UN Resident Coordinator Mr. Andrew Cox, Heads of Agencies, Members of the UN Family.

I thank you all for inviting me to this event marking this year’s UN Day.

I would like to congratulate and convey my best wishes to the Secretary General and all members of the United Nations family.

Maldives joined the United Nations just 25 days after its independence on 21 September 1965 and is one of the earliest Small Island Developing States (SIDS) to join the United Nations.

On the 45th Anniversary of our joining the United Nations, on 21 September this year, I was fortunate to address the United Nations General Assembly. I was able to report to the UNGA, the achievements and challenges facing Maldives in the achievement of the Millennium Development Goals.

We have come a long ways from that September 45 years ago in New York when the UN Security Council debated on the viability of small member states and whether smaller states like the Maldives and Singapore could contribute effectively to the objectives of the United Nations.

Throughout the years, our foreign policy practice has always sought to maintain and promote the core values of respect and understanding in the peaceful resolution of all major disputes.

Our achievements in reaching the MDGs has placed us on the road to become a Middle Income Country starting next year.

Every succcessful achievement throws new challenges in the path. Becoming a MIC poses its own issues related to resource mobilisation and development priorities. We will no longer be eligible to some of the grant funding that we received previously. At the same time, we face new developmental challenges and priorities which include social protection and climate change.

The transition to a democratic system had begun with the adoption of the new constitution, the establishement of new democratic institutions and the holding of free and fair elections. None of these achievements would have been possible without the support of the United Nations.

The path to democracy and development are fraught with risks and challenges. Similarly, in the development of democracy and civil society, competitive politics, free elections and guaranteed human rights have produced a coalition government and a parliament controlled by the opposition. The real test of our democracy would be for all of us, government and opposition alike to overcome partisan divisions and work in the best interests of the pople and the nation.

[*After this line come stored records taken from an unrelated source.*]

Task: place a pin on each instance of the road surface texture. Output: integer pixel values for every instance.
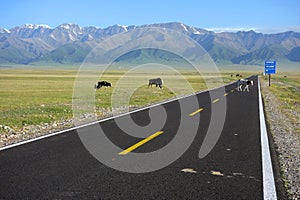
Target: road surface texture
(60, 167)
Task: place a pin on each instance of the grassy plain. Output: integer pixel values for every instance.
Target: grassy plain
(286, 87)
(34, 96)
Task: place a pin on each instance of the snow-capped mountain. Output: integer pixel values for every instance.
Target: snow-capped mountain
(32, 42)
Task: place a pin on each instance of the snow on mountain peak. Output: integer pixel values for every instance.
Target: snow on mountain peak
(123, 26)
(68, 26)
(35, 26)
(184, 27)
(4, 30)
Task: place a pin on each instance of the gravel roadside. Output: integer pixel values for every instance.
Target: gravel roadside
(286, 139)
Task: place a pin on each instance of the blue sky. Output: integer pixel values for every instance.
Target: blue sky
(260, 15)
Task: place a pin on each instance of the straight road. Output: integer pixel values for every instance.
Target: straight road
(60, 167)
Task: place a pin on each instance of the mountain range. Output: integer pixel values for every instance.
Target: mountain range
(70, 43)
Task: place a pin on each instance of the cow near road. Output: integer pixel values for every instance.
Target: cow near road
(102, 83)
(156, 82)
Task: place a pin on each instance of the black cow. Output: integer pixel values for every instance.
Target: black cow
(156, 82)
(102, 83)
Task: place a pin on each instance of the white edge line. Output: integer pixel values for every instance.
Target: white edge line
(269, 189)
(106, 119)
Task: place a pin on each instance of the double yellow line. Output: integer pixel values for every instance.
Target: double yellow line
(140, 143)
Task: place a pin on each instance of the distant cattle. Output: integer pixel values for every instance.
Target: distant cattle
(156, 82)
(245, 83)
(102, 83)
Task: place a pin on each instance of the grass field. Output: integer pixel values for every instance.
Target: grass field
(34, 96)
(286, 87)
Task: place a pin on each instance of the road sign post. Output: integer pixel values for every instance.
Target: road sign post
(270, 68)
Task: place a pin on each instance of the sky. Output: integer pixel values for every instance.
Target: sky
(267, 16)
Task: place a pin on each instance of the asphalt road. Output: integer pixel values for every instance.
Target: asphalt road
(60, 167)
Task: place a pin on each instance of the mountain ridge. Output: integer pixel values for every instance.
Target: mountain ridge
(70, 43)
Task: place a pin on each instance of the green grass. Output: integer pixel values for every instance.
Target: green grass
(287, 90)
(33, 96)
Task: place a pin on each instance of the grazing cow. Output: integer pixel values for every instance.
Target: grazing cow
(156, 82)
(243, 82)
(102, 83)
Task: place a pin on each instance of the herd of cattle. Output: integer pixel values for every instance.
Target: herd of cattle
(158, 82)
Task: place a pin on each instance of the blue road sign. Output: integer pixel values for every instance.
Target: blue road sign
(270, 67)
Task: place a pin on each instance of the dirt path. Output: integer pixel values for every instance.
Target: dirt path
(286, 139)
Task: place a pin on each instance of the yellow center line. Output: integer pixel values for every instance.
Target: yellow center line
(215, 101)
(197, 111)
(140, 143)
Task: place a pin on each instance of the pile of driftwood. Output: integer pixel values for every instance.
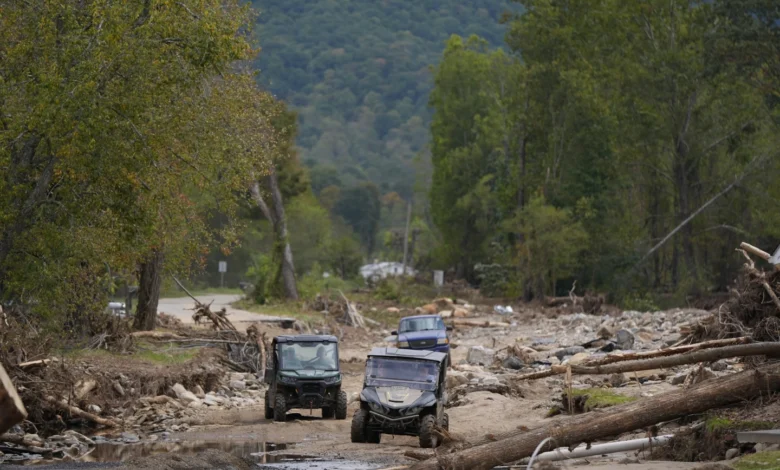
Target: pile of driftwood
(753, 308)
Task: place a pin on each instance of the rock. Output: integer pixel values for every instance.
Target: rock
(624, 339)
(455, 380)
(719, 366)
(129, 438)
(570, 351)
(578, 359)
(512, 362)
(238, 385)
(444, 303)
(480, 355)
(80, 437)
(184, 395)
(617, 380)
(604, 332)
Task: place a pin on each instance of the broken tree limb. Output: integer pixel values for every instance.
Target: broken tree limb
(755, 251)
(637, 356)
(82, 414)
(12, 410)
(614, 421)
(706, 355)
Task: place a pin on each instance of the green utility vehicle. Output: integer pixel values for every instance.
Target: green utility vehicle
(303, 372)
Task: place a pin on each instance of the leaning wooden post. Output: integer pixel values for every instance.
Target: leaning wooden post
(12, 410)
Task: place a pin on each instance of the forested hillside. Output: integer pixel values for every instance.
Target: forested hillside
(631, 150)
(358, 74)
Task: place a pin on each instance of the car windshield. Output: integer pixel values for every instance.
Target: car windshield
(388, 372)
(308, 355)
(420, 324)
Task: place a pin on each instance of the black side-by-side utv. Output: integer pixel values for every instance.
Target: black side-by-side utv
(404, 393)
(303, 372)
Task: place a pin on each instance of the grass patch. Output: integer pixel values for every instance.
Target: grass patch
(716, 424)
(167, 357)
(761, 460)
(600, 398)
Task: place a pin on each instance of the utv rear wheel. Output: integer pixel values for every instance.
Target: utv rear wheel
(359, 421)
(428, 438)
(269, 411)
(341, 405)
(280, 408)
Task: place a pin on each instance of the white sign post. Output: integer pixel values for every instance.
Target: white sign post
(438, 278)
(222, 271)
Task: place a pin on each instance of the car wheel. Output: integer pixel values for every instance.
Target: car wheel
(359, 420)
(341, 405)
(428, 439)
(280, 408)
(269, 411)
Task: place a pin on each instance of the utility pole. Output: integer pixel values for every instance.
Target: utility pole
(406, 235)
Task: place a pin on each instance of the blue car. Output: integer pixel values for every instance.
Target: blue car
(424, 332)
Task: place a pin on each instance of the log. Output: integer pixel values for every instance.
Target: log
(614, 421)
(706, 355)
(12, 410)
(480, 323)
(615, 358)
(81, 413)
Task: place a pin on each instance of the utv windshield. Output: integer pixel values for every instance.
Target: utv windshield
(420, 324)
(308, 355)
(387, 372)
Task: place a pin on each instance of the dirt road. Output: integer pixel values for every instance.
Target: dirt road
(182, 308)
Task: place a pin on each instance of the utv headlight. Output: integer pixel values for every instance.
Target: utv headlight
(333, 380)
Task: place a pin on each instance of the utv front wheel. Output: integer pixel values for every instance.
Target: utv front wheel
(359, 420)
(280, 408)
(341, 405)
(428, 438)
(269, 411)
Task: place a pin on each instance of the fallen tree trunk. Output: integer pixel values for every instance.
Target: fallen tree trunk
(613, 421)
(82, 414)
(706, 355)
(12, 410)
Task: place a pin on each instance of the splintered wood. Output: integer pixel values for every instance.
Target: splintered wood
(12, 410)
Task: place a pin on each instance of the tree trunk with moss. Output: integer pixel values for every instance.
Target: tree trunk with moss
(286, 273)
(149, 292)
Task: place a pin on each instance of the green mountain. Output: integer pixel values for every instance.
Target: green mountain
(358, 74)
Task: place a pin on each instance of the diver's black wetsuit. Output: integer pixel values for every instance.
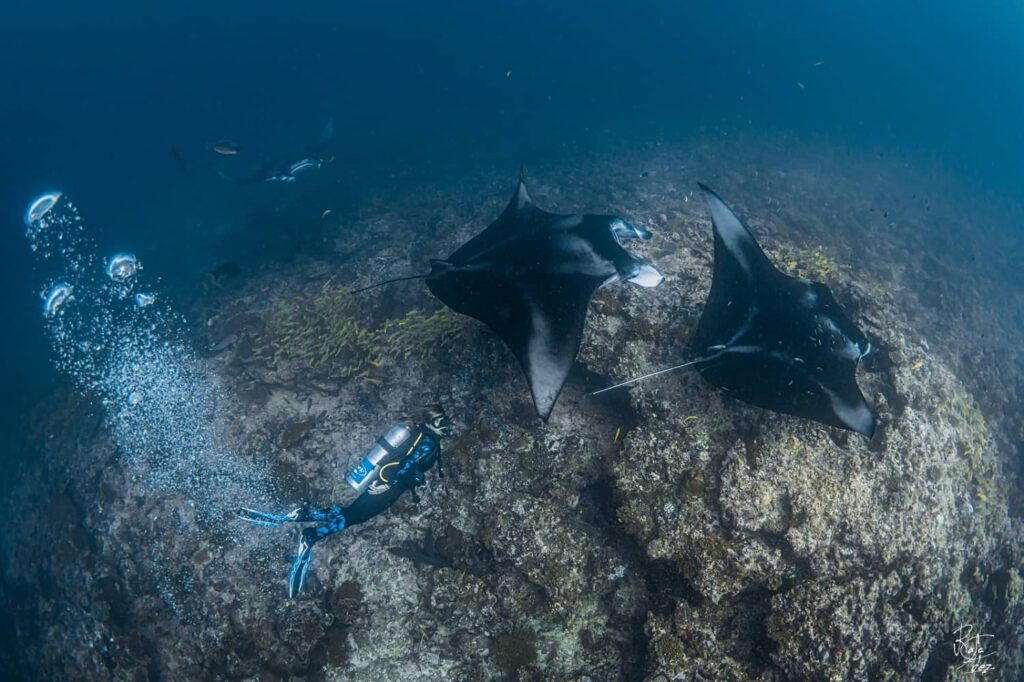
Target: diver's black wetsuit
(422, 455)
(383, 481)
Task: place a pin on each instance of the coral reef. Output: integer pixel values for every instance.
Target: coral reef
(324, 334)
(664, 533)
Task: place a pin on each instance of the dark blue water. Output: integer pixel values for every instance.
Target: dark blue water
(95, 97)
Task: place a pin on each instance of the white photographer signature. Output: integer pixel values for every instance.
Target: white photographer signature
(971, 648)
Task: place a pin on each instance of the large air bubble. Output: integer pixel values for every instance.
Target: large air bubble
(130, 351)
(123, 266)
(55, 297)
(40, 207)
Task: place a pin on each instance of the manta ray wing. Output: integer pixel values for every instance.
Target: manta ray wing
(530, 275)
(519, 219)
(777, 342)
(540, 317)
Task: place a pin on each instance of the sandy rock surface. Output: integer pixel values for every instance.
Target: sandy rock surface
(664, 533)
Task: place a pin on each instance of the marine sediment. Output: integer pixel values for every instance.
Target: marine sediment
(668, 531)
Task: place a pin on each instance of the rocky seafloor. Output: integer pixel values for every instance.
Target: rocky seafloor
(665, 533)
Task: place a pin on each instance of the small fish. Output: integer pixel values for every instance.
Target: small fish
(225, 147)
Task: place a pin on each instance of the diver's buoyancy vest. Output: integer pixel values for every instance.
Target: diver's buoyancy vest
(386, 454)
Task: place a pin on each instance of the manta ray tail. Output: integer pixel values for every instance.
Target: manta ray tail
(653, 374)
(436, 267)
(387, 282)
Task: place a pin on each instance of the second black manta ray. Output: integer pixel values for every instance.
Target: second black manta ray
(773, 340)
(530, 275)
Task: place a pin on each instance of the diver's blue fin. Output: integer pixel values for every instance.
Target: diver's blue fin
(266, 518)
(302, 558)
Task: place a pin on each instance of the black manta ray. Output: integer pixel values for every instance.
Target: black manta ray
(775, 341)
(530, 275)
(289, 168)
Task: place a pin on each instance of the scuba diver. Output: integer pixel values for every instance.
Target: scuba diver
(397, 462)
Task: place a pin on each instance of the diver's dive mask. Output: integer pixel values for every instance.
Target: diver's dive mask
(435, 420)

Today, the achievement or non achievement of the remaining MDGs, the consolidation of democracy, the establishment of a safe and protective environment for the most vulnerable of our citizens, and the creation of a modern liberal Islamic state are all being articulated by the competing powerful forces in the political, economic and social arenas. The challenge remains for the international community and friends of Maldives to stay engaged, focused and committed to prevent breakdown and to smoothen these transitions.

We are happy to note, that the General Assembly adopted a resolution entitled “smooth transition strategy for countries graduating from the list of least developed countries”, promising the graduating countries of a smooth transition strategy. All the graduating LDCs would now be eligible for this smooth transition strategy.

However, there is no alternative to a strong civil society and national institutions. We are satisfied that the new UN Development Framework reflects the priorities in the National Strategic Action Plan.

In my statement to the UN General Assembly I called for a special status for the SIDS and to establish specific indicators for monitoring their development. Perhaps we could begin to show the way to other SIDS by starting this work here in the Maldives. This will require us to develop additional indicators of vulnerability due to our small size coupled with extreme vulnerability to climate change.

The increased frequency of natural disasters globally and the tangible effects of Climate Change at home is felt in the every day lives of the Maldivian people. One of the key contributions by the Maldives on environmental and climate change front has been the creation of the “Alliance of Small Island States (AOSIS)”, by the historic Small States Conference on Sea Level Rise in Male’, Maldives on 1989. Today, AOSIS is at the forefront of the environmental diplomacy and climate change negotiations.

The Maldives is concerned that climate change poses an immediate and far-reaching threat to people and communities around the world and furthermore poses serious implications for the full enjoyment of our basic human rights. Climate change requires more enhanced global governance mechanisms. We need increased engagement of the UN in fast-tracking the UNFCCC and getting a legally binding agreement on emissions reductions. At present the UNFCCC processes seems to have slowed down and this has contributed towards undermining the confidence of the global public in the institutions of multilateralism.

The Maldives believes that it possess the political will and the capacity to be an important partner within the international community. Our government shall steadfastly continue in promoting internationalism and multilateralism as the fundamental cornerstones of our international outlook.

I am confident that the Maldives shall remain committed to and engaged in further strengthening the United Nations system so that together we can address all challenges, present and future, and build a better world. Congratulations and felicitations to the United Nations family on this happy occasion.